All the banks in the country - private, public and foreign and similar financial intermediaries are mandated, under anti-money laundering laws and other rules related to national security, to detect and send across such instances to the Financial Intelligence Unit (FIU) which is the premier snoop gathering agency for such instances in the country, under the control of the Finance Ministry.
The slow pace and low volume of compliance in this regard by public sector banks, which have the largest base of customers and investors in the country, have proved to be a matter of concern for the agencies prompting immediate remedial measures.
While the private banks contributed the maximum number of Counterfeit Currency Reports (CCRs) at 3,10,714, to the FIU during 2011-12, public sector banks detected and sent only 2,649 such reports during the same period, a latest report by the financial snooping agency said.
Even foreign banks operating in the country fared better with 9,273 CCR reports during the same period while other banking intermediaries too sent in 4,746 such reports, surpassing the public banks total volume of CCRs by a few thousands.
The FIU has approached the Reserve Bank of India (RBI) in order to get better results from public banks in this area of utmost concern which has ramifications related to country's economy and security.
"The compliance of the public sector banks continued to be low. The matter was taken up with the RBI to take steps to improve compliance by the public sector banks. During the review of the public sector banks, the best practices of private Indian banks in detection of fake Indian currency notes and reporting to FIU were highlighted," the agency's report stated.
A senior official said financial enforcement agencies in coordination with the Indian Banks' Association (IBA) have
devised certain red-flag indicators to detect such currencies and ensure a hundred per cent compliance by the banks in
reporting this to the FIU. The FIU then sends these CCRs to various security and intelligence agencies for action on their end. The private banks, according to the official data, have shown a constant streak of detecting the maximum number of CCRs over the years.
During 2008-09 they identified 29,846 fake currency instances in their channels, 1,15,720 in 2009-10 and 2,34,400 CCRs in 2010-11. The corresponding figures for public sector banks during the same years were quite low. During 2008-09 the CCRs produced by these category of banks were 396, in 2009-10 (1,391) and during 2010-11 (1,896).
A CCR is defined as a suspicious alert report which includes details of a single instance of counterfeit currency detected by a bank. The FIU report did not, however, specify the separate volume of CCRs generated by a single bank but rather clubbed the banks under three heads of private, public and foreign.

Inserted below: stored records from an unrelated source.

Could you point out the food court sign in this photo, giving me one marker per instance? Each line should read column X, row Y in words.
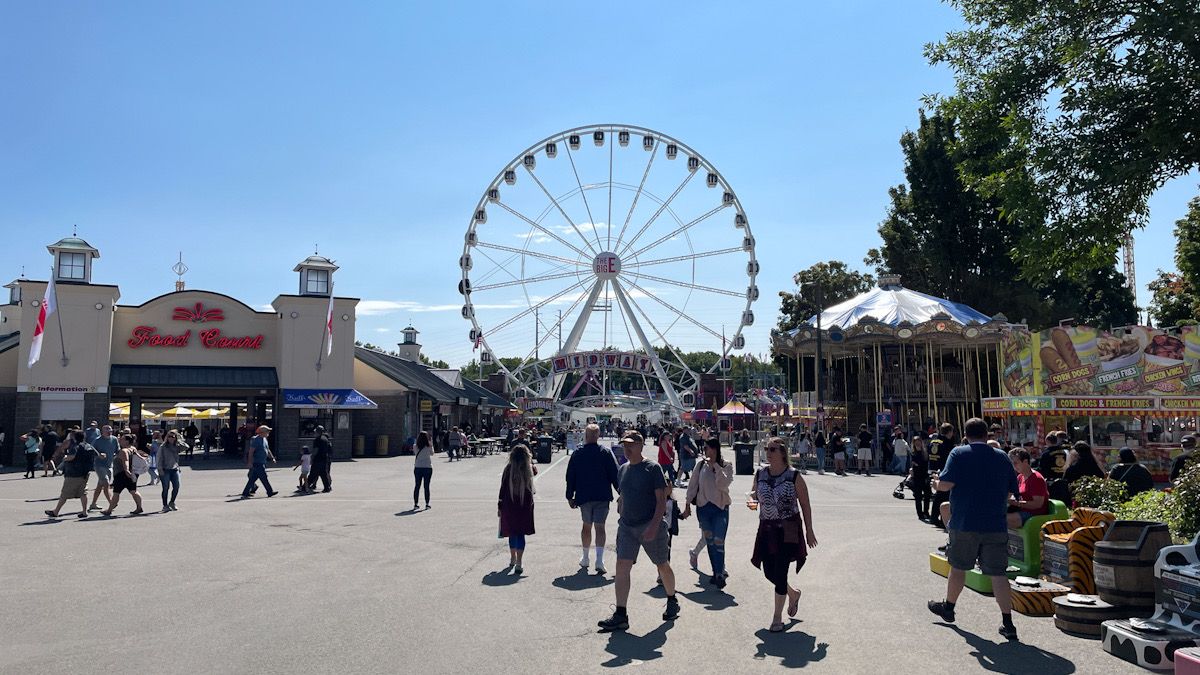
column 209, row 338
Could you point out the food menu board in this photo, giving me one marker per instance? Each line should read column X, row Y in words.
column 1084, row 360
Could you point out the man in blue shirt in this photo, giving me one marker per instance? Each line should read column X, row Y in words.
column 257, row 453
column 979, row 479
column 591, row 479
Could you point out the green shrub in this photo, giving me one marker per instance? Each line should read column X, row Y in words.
column 1099, row 493
column 1186, row 496
column 1152, row 506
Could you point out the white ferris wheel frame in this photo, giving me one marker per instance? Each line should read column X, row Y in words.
column 535, row 377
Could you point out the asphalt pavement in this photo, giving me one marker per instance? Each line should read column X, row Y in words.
column 357, row 581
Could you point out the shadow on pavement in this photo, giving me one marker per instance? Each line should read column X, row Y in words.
column 501, row 578
column 581, row 581
column 793, row 650
column 627, row 649
column 1013, row 657
column 709, row 598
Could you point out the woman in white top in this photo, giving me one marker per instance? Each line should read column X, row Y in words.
column 709, row 490
column 423, row 467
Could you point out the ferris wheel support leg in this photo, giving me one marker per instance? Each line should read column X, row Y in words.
column 667, row 387
column 551, row 386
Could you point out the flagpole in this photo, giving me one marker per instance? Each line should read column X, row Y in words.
column 324, row 328
column 63, row 341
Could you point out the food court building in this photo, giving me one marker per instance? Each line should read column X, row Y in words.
column 135, row 363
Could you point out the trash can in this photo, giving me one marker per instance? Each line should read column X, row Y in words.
column 743, row 459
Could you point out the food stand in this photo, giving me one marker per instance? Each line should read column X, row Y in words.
column 1134, row 387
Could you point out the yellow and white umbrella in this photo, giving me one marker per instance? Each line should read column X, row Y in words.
column 178, row 411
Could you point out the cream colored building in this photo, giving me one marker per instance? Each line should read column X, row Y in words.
column 195, row 346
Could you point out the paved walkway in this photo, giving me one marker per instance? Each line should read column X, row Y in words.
column 355, row 581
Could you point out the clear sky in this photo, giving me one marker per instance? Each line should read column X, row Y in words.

A senior investigator in the Finance Ministry, when contacted by reporters over the contents of the latest report, said that security agencies both in the policing and financial probe domain have been asked to be "alert and alive" on the possibility of fake currency being used to weaken the country's economy and even being used to aid men and material involved in financing of terror-like instances in India.
A total of 3,27,382 CCRs were reported to FIU in 2011-12, while these reports stood at 2,51,448 during 2010-11, the report stated.